The journal Diabetes Care has just published a discussion of results from the SEARCH for Diabetes in Youth Study, titled The Many Faces of Diabetes in AmericanYouth: Type 1 and Type 2 Diabetes in Five Race and Ethnic Populations . It's a series of articles, one for each race/ethnic group.

The authors describe the study's objective as "to describe childhood diabetes [in children and teenagers less than age 20] as it occurs among the five major race and ethnic groups in the U.S." They evaluated over 9000 kids with type 1 diabetes and almost 1600 with type 2 during the period 2001-2005.

In non-Hispanic white youth, they found that the incidence of type 1 diabetes is "one of the highest in the world" and added "while type 2 diabetes is still relatively rare, rates are several-fold higher than those reported by European countries."

In Hispanic American youth, they noted that type 1 diabetes was more common than type 2 diabetes.
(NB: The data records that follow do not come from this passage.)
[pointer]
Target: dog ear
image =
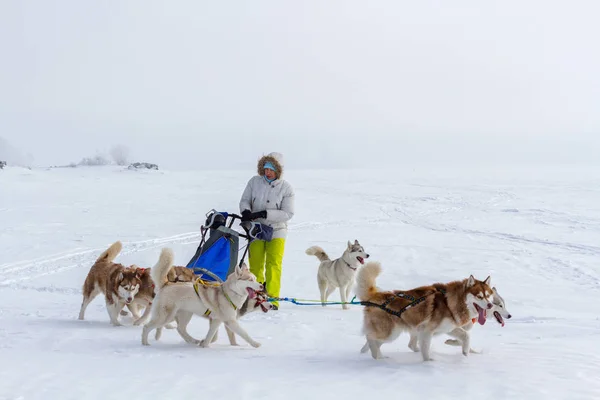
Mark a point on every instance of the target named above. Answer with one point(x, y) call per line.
point(488, 281)
point(471, 281)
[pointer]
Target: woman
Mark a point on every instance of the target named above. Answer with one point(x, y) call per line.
point(268, 199)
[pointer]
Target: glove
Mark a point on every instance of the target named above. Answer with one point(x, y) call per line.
point(251, 216)
point(246, 215)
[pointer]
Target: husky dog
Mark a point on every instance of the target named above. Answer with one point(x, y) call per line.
point(180, 301)
point(118, 283)
point(338, 273)
point(250, 305)
point(181, 274)
point(499, 312)
point(426, 311)
point(143, 298)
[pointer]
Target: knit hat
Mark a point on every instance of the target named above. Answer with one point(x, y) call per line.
point(269, 165)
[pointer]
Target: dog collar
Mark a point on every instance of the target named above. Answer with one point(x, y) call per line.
point(202, 282)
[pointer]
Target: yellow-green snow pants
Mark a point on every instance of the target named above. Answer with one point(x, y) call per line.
point(265, 262)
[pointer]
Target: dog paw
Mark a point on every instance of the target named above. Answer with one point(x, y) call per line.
point(414, 348)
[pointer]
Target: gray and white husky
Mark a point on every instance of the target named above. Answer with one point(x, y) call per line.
point(499, 312)
point(338, 273)
point(180, 301)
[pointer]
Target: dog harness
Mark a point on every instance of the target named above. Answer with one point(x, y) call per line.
point(204, 283)
point(348, 265)
point(398, 313)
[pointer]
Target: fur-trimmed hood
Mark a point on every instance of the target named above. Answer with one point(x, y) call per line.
point(276, 159)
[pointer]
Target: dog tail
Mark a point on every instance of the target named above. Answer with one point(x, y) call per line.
point(159, 272)
point(111, 253)
point(318, 252)
point(365, 280)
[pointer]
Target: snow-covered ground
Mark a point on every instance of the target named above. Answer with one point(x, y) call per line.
point(537, 232)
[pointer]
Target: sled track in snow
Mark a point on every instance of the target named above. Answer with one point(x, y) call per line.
point(31, 269)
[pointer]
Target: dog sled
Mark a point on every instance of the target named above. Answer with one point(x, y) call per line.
point(217, 256)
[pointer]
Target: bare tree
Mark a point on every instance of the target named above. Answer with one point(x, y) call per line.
point(120, 154)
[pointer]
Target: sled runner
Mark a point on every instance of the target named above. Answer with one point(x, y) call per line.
point(217, 256)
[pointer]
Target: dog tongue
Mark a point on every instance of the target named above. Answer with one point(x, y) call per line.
point(499, 318)
point(481, 317)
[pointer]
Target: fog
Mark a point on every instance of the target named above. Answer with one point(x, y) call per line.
point(330, 84)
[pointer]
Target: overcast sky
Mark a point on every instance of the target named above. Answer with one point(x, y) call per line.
point(327, 83)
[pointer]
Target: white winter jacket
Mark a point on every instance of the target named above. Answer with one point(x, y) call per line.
point(276, 197)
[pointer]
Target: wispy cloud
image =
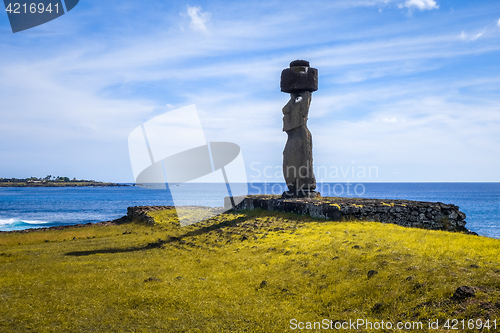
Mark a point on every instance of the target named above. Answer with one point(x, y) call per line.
point(471, 38)
point(198, 18)
point(420, 4)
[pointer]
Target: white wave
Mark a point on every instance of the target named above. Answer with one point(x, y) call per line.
point(34, 222)
point(13, 221)
point(8, 221)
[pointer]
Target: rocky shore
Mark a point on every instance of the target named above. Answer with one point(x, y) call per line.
point(416, 214)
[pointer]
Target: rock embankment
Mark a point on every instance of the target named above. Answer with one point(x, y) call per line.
point(416, 214)
point(141, 212)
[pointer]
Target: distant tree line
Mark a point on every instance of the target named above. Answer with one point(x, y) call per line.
point(47, 179)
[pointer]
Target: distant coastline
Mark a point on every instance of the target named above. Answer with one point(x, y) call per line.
point(50, 181)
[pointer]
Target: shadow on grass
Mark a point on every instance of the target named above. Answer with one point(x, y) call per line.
point(161, 242)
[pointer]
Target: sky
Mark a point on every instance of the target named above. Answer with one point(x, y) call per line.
point(409, 90)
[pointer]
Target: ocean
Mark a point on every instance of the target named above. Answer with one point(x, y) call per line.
point(23, 208)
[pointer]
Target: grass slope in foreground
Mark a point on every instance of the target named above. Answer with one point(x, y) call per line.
point(209, 277)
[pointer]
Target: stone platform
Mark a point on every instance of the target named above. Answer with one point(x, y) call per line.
point(416, 214)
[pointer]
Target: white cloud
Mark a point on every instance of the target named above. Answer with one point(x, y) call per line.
point(468, 38)
point(421, 4)
point(198, 19)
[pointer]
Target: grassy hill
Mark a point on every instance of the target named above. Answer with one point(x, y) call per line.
point(249, 271)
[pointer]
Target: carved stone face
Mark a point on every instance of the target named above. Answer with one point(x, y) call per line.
point(303, 97)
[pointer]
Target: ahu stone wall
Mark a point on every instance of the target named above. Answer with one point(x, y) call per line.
point(417, 214)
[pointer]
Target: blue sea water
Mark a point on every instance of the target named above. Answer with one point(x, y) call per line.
point(23, 208)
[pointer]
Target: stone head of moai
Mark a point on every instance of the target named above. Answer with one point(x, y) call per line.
point(300, 80)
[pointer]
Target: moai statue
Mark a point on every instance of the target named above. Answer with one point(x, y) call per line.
point(299, 81)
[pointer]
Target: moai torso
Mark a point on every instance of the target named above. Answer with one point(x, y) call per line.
point(299, 81)
point(296, 110)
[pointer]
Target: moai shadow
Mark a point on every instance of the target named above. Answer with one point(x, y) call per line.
point(299, 81)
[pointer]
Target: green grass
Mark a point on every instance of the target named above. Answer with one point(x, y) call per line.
point(208, 277)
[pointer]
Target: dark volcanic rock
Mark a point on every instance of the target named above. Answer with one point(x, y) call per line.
point(401, 212)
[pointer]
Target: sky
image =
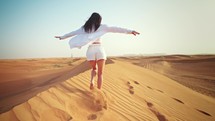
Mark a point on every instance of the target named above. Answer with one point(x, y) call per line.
point(27, 28)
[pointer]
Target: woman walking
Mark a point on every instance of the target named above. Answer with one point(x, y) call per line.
point(91, 32)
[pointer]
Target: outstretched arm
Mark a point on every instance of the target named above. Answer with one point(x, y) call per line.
point(135, 33)
point(79, 31)
point(121, 30)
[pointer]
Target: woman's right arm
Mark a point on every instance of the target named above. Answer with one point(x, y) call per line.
point(76, 32)
point(120, 30)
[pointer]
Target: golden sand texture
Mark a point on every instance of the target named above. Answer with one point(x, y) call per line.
point(129, 93)
point(194, 71)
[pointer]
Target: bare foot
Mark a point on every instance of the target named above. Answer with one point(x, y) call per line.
point(91, 86)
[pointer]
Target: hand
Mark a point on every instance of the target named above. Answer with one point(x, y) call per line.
point(135, 33)
point(58, 37)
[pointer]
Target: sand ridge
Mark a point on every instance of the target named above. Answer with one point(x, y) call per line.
point(129, 93)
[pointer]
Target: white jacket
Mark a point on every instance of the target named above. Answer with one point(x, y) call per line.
point(82, 38)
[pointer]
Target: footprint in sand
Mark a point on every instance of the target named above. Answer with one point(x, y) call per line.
point(159, 116)
point(159, 91)
point(149, 87)
point(131, 88)
point(100, 101)
point(92, 117)
point(136, 82)
point(178, 100)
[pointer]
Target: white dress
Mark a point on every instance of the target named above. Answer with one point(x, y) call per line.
point(82, 38)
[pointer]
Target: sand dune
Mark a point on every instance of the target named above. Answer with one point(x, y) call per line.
point(129, 93)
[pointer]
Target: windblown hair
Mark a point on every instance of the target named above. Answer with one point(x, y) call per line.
point(93, 23)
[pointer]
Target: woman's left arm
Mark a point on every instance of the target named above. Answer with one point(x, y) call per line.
point(78, 31)
point(121, 30)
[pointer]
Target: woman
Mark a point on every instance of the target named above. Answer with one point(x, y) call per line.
point(91, 32)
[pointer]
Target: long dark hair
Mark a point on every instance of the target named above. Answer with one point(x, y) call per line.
point(93, 22)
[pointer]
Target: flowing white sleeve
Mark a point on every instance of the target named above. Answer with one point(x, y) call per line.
point(118, 30)
point(73, 33)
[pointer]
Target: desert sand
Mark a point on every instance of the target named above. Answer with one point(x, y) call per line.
point(58, 90)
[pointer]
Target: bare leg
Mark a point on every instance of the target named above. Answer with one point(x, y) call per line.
point(100, 64)
point(93, 73)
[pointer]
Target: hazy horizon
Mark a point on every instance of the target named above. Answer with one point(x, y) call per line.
point(170, 27)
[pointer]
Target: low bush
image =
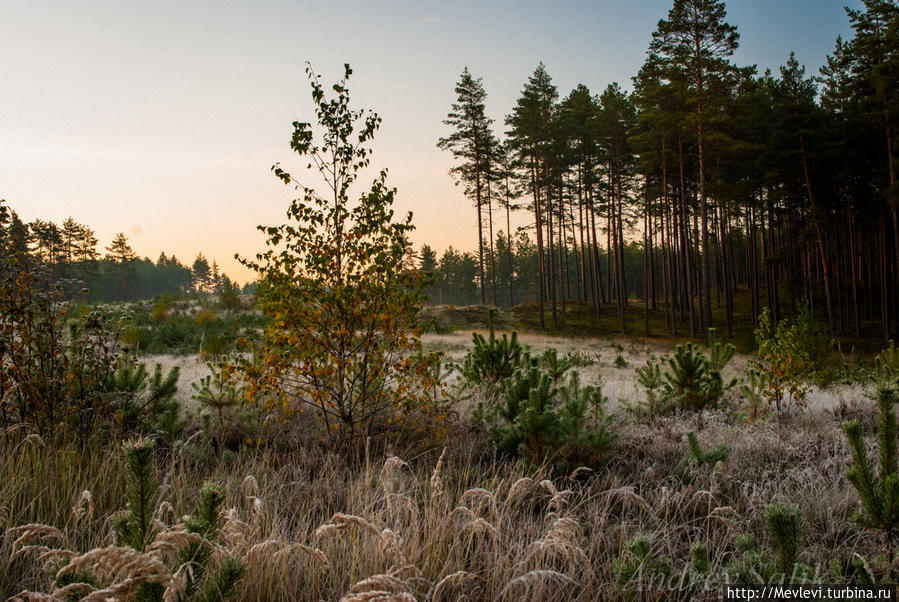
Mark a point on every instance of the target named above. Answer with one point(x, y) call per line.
point(538, 421)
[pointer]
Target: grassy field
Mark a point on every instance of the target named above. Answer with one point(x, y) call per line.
point(311, 527)
point(455, 521)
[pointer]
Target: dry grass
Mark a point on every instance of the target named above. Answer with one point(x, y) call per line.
point(448, 525)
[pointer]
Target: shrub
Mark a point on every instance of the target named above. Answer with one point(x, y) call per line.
point(342, 307)
point(693, 381)
point(886, 364)
point(149, 562)
point(554, 365)
point(491, 360)
point(60, 383)
point(537, 421)
point(650, 378)
point(879, 493)
point(696, 455)
point(789, 355)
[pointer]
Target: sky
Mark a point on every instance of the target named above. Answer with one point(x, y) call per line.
point(162, 119)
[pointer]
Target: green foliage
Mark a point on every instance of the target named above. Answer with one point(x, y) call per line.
point(342, 334)
point(719, 453)
point(879, 493)
point(73, 383)
point(789, 355)
point(785, 529)
point(752, 389)
point(491, 360)
point(637, 565)
point(222, 395)
point(145, 404)
point(555, 366)
point(135, 527)
point(537, 421)
point(693, 381)
point(229, 295)
point(650, 378)
point(886, 364)
point(781, 563)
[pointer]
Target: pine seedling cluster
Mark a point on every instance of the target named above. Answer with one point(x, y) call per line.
point(492, 359)
point(537, 420)
point(886, 365)
point(693, 381)
point(650, 378)
point(719, 453)
point(879, 493)
point(779, 564)
point(136, 527)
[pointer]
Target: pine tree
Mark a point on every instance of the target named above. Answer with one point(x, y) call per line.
point(470, 142)
point(529, 138)
point(120, 253)
point(879, 493)
point(696, 41)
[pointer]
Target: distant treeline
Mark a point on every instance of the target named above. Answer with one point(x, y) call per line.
point(778, 185)
point(455, 273)
point(67, 256)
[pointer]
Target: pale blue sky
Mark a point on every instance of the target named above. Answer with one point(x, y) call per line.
point(162, 119)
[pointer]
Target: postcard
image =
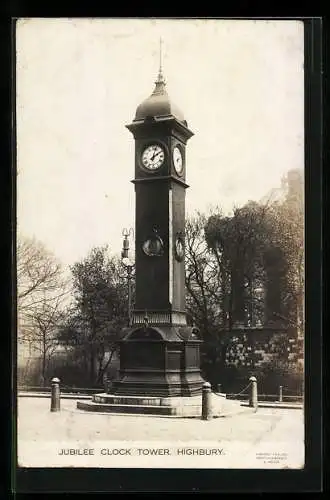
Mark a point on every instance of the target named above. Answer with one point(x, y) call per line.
point(160, 243)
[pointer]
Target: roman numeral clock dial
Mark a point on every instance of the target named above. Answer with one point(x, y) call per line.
point(153, 157)
point(177, 160)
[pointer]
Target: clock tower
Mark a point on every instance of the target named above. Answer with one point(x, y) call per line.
point(159, 352)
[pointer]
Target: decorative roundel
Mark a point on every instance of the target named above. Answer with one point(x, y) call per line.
point(153, 246)
point(177, 160)
point(179, 248)
point(153, 157)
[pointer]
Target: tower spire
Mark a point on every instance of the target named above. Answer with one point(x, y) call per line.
point(160, 82)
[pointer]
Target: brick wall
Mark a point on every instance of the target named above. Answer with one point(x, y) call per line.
point(255, 348)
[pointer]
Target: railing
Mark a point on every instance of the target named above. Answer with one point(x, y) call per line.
point(267, 397)
point(64, 389)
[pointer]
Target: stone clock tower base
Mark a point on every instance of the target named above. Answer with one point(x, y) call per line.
point(159, 361)
point(159, 374)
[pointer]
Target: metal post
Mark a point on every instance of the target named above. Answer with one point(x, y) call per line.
point(253, 402)
point(55, 395)
point(281, 394)
point(206, 401)
point(129, 276)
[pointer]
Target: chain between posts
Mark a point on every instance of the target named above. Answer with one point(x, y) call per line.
point(239, 393)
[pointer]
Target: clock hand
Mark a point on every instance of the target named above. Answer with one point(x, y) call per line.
point(155, 154)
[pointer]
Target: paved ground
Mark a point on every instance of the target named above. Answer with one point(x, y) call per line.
point(42, 435)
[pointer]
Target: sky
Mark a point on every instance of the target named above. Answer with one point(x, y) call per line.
point(239, 83)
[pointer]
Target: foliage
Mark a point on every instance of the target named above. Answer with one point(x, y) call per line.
point(99, 311)
point(41, 293)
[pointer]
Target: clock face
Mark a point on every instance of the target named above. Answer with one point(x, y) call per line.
point(153, 157)
point(177, 160)
point(179, 248)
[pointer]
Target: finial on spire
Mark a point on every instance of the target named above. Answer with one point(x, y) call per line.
point(160, 54)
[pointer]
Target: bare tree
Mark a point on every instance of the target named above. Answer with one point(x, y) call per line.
point(42, 291)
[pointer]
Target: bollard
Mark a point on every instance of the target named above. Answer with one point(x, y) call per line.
point(253, 402)
point(55, 395)
point(281, 394)
point(206, 401)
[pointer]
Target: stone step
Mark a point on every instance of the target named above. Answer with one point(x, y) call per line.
point(139, 409)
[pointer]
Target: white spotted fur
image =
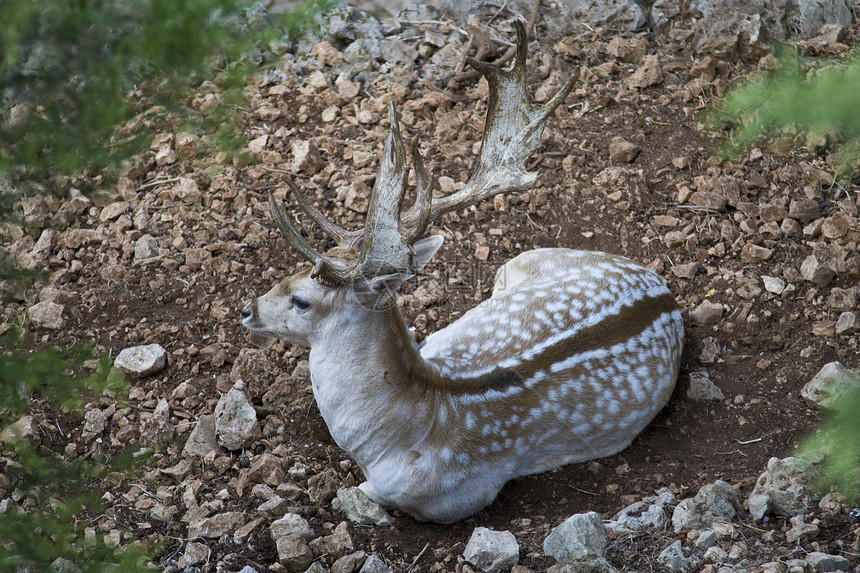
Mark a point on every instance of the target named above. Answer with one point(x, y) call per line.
point(441, 449)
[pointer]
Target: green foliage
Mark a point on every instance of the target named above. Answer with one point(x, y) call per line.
point(798, 97)
point(56, 496)
point(76, 75)
point(839, 440)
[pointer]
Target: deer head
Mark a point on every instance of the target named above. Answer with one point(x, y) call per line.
point(368, 265)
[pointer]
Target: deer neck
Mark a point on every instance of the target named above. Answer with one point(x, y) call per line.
point(363, 371)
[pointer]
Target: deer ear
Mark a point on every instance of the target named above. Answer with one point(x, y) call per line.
point(424, 250)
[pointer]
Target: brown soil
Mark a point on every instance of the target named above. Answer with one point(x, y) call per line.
point(221, 250)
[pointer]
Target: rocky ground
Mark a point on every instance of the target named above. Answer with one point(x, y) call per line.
point(761, 252)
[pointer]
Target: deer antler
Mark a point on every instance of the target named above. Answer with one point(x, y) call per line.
point(512, 133)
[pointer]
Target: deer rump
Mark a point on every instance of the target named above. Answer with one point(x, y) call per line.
point(570, 358)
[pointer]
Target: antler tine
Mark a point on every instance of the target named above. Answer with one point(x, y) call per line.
point(385, 248)
point(338, 233)
point(329, 269)
point(290, 232)
point(512, 133)
point(421, 209)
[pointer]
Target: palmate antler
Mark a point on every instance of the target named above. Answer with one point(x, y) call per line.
point(512, 133)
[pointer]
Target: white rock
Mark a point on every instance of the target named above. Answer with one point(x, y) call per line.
point(217, 525)
point(713, 502)
point(196, 553)
point(235, 419)
point(623, 15)
point(705, 540)
point(832, 383)
point(703, 388)
point(48, 315)
point(157, 428)
point(674, 559)
point(715, 554)
point(146, 247)
point(820, 561)
point(650, 513)
point(491, 551)
point(581, 536)
point(291, 524)
point(202, 439)
point(294, 552)
point(359, 508)
point(848, 323)
point(773, 285)
point(258, 145)
point(21, 430)
point(306, 156)
point(95, 421)
point(186, 189)
point(374, 564)
point(783, 489)
point(707, 313)
point(140, 361)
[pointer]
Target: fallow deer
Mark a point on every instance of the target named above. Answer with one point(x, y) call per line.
point(574, 356)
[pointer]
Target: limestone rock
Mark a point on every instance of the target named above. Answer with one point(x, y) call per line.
point(349, 563)
point(217, 525)
point(832, 383)
point(707, 313)
point(752, 253)
point(235, 419)
point(202, 439)
point(95, 421)
point(186, 189)
point(713, 503)
point(294, 552)
point(338, 544)
point(196, 553)
point(146, 247)
point(291, 524)
point(374, 564)
point(811, 15)
point(623, 15)
point(580, 537)
point(253, 368)
point(818, 273)
point(491, 551)
point(648, 74)
point(21, 430)
point(782, 489)
point(359, 508)
point(703, 388)
point(820, 561)
point(140, 361)
point(627, 49)
point(266, 468)
point(649, 513)
point(306, 156)
point(157, 429)
point(674, 559)
point(848, 323)
point(48, 315)
point(622, 150)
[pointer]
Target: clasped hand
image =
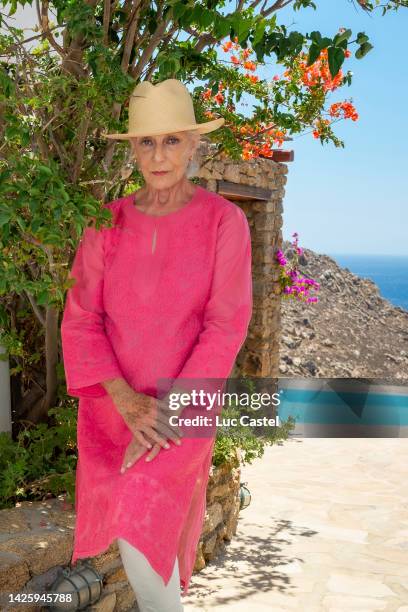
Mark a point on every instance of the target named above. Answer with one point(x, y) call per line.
point(148, 419)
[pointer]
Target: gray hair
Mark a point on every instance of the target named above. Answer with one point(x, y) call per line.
point(193, 166)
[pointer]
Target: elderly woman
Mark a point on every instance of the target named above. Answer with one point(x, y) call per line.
point(165, 293)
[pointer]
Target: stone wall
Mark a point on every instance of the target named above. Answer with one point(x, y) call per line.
point(259, 356)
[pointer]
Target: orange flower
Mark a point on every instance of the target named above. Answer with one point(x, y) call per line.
point(249, 65)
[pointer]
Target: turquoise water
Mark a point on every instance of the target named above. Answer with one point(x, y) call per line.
point(389, 272)
point(351, 408)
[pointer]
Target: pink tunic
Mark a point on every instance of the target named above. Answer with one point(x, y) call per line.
point(155, 296)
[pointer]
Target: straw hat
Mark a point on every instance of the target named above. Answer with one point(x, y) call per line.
point(161, 109)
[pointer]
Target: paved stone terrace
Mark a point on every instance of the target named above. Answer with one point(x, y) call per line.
point(326, 530)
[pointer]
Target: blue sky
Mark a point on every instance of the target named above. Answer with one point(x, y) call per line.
point(352, 200)
point(355, 200)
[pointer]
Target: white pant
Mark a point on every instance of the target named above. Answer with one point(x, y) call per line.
point(152, 595)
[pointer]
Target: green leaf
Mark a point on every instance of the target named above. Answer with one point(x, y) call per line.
point(316, 37)
point(5, 217)
point(222, 26)
point(362, 38)
point(341, 37)
point(259, 31)
point(178, 10)
point(336, 59)
point(363, 50)
point(314, 53)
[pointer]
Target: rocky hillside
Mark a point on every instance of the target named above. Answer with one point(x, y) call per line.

The incidence of type 2 diabetes for girls aged 10-14 years was twice that of boys, while among teens aged 15-19 years the incidence of type 2 diabetes exceeded that of type 1 diabetes for girls but not for boys. Poor control (A1C over 9.5%) was common among youth aged ≥15 years with either type of diabetes. Forty-four percent of youth with type 1 diabetes were overweight.

In African American youth, 44.7% with type 1 diabetes were overweight or obese. Among those aged ≥15 years, 27.5% had an A1C ≥9.5%, 22.5% had high blood pressure, and >90% were overweight or obese.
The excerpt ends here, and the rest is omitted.